With Le Pen forecasted to lose the run-off election in May, the MSM is full of stories of how Populism may have crested, displaying the collective relief the Establishment has at Geert Wilders’ loss and (possibly) Le Pen’s.
But, buried inside the NYT is “Populism, Far From Turned Back, May Be Just Getting Started” by Max Fisher and Amanda Taub:
Populism, research suggests, has been steadily growing since the 1960s. It is now reaching a size that is often too small to win outright, but is large enough to shape and, at times, to upend the politics of a country.
Whether populist parties win or lose depends not just on the level of popular support — which appears surprisingly consistent across countries — but also on the nature of the political system.

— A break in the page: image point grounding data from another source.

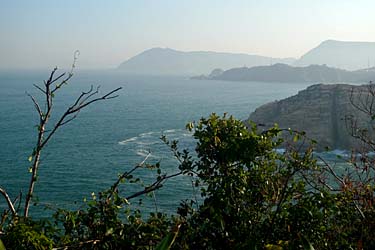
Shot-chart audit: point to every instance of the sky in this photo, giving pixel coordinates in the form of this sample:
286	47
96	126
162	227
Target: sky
45	33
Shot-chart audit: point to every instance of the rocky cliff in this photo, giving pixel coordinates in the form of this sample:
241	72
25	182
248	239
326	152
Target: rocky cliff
341	54
320	111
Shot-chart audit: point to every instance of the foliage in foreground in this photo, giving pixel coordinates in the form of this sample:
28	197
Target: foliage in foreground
253	197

Western populism may be entering something like its awkward teenage years — able to borrow the car but not own it, have an influence on the household but be too young to run it.
Still, research suggests it will continue growing as a political force….
While elections are unpredictable and anything is possible, Ms. Le Pen is projected to lose the second round by as much as 20 percent. So though the populist wave is rising, its pace is too slow to alone propel her into power.
This is the nature of populism’s awkward size. It is too small to reliably win national elections. But it is large enough to reframe politics, in France and elsewhere, as a debate between globalism and ethno-nationalism. Trend lines continue to point upward.
In other words, the Overton Window is shifting. If Le Pen loses, the MSM will no doubt portray it as a “humiliation” and a “repudiation” of populism.
But this is far from the truth.
… Mr. Wilders had been held back by the mathematical tyranny of parliamentary systems, not just by an anti-populist backlash.
In parliamentary systems, votes tend to be split across several parties, with none securing a majority on its own. To govern, a party has to form a majority coalition with other parties.
This means that as long as a populist party does not win more than 50 percent of the vote — virtually impossible in systems like that of the Netherlands — the other parties can band together to form a coalition excluding it, known as a “cordon sanitaire.”
Yet even though Mr. Wilders did not take control of government, his movement and policies advanced.
The center-right party, which leads the government, held power in part by co-opting Mr. Wilders’s message, particularly on immigration. Mark Rutte, the prime minister, told migrants in an open letter shortly before the vote, “Act normal or leave.”…
Over time, these dynamics could further accelerate populism’s rise, Cas Mudde, a Dutch political scientist, wrote in Foreign Affairs in September.
As more populist parties become their country’s second or third largest, mainstream parties will have to form more “cordons sanitaire” to keep them out. For populist voters, this feels like an establishment conspiracy to repress popular will, deepening outrage at a seemingly unresponsive system.